When his approach shot pulled left and appeared dead, Thomas and Lovelady had the advantage.
But Spieth noticed his ball came to rest in ground under repair and campaigned for multiple free drops thanks to grandstand and cart path issues. Thomas acquiesced somewhat begrudgingly and Spieth knocked his third to inside 15 feet.
Amazingly, he lipped out the putt and Thomas and Lovelady survived.
Not content with the competition being over, the foursome began trying to throw golf balls from the edge of the green towards the cup.
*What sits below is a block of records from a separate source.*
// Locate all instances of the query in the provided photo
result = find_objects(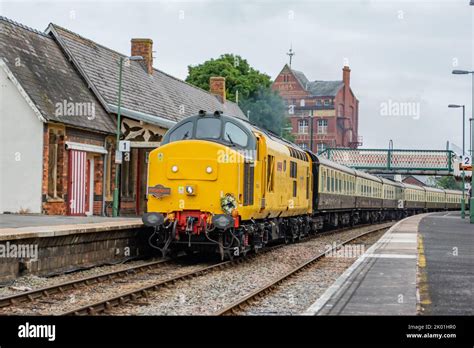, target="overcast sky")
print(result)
[0,0,474,149]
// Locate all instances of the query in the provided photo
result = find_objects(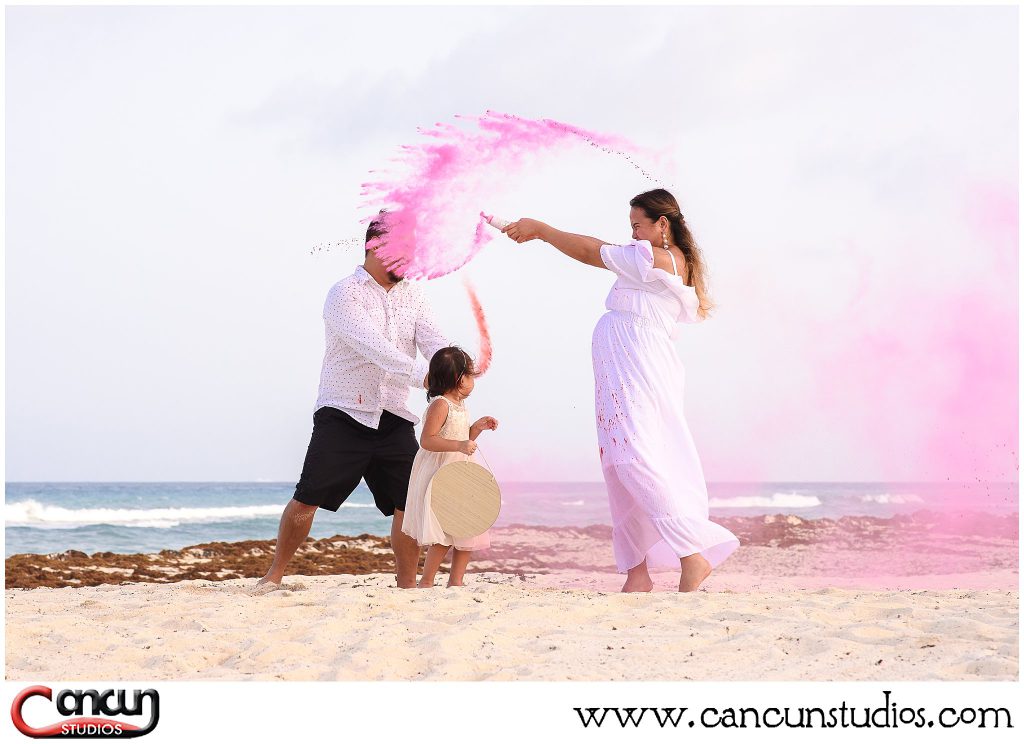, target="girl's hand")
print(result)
[472,415,498,432]
[502,217,547,243]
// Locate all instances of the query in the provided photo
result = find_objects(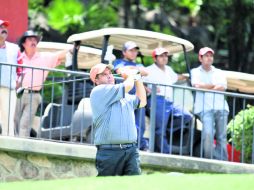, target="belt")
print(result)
[25,89,41,93]
[96,143,136,149]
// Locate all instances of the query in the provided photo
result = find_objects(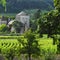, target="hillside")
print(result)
[0,0,53,13]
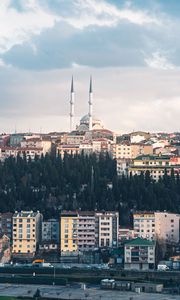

Such is the competitive nature bred into the young stars.
Mackay couldn’t help but smile thinking of the countless players Mickelson had tried to take down over the years in similar circumstances.
But while it was certainly nostalgic, Mackay has no plans to make a habit of caddying again.
He has become a successful on-course reporter for Golf Channel and NBC since parting with Mickelson in June last year and already provides a unique perspective of the players having spent so long inside the ropes.
“It is almost like doing some really close-up research in a sense,” he said of this week. “As we all know, Justin is such an incredibly likeable person and it’s going to be fun to be around him and watch him play from a few feet away.
“All of these young guys that are at the top of the game on the PGA TOUR, they are just incredible players and it is a joy to watch.
“This week, I just want to go out there and stay out of Justin’s way.”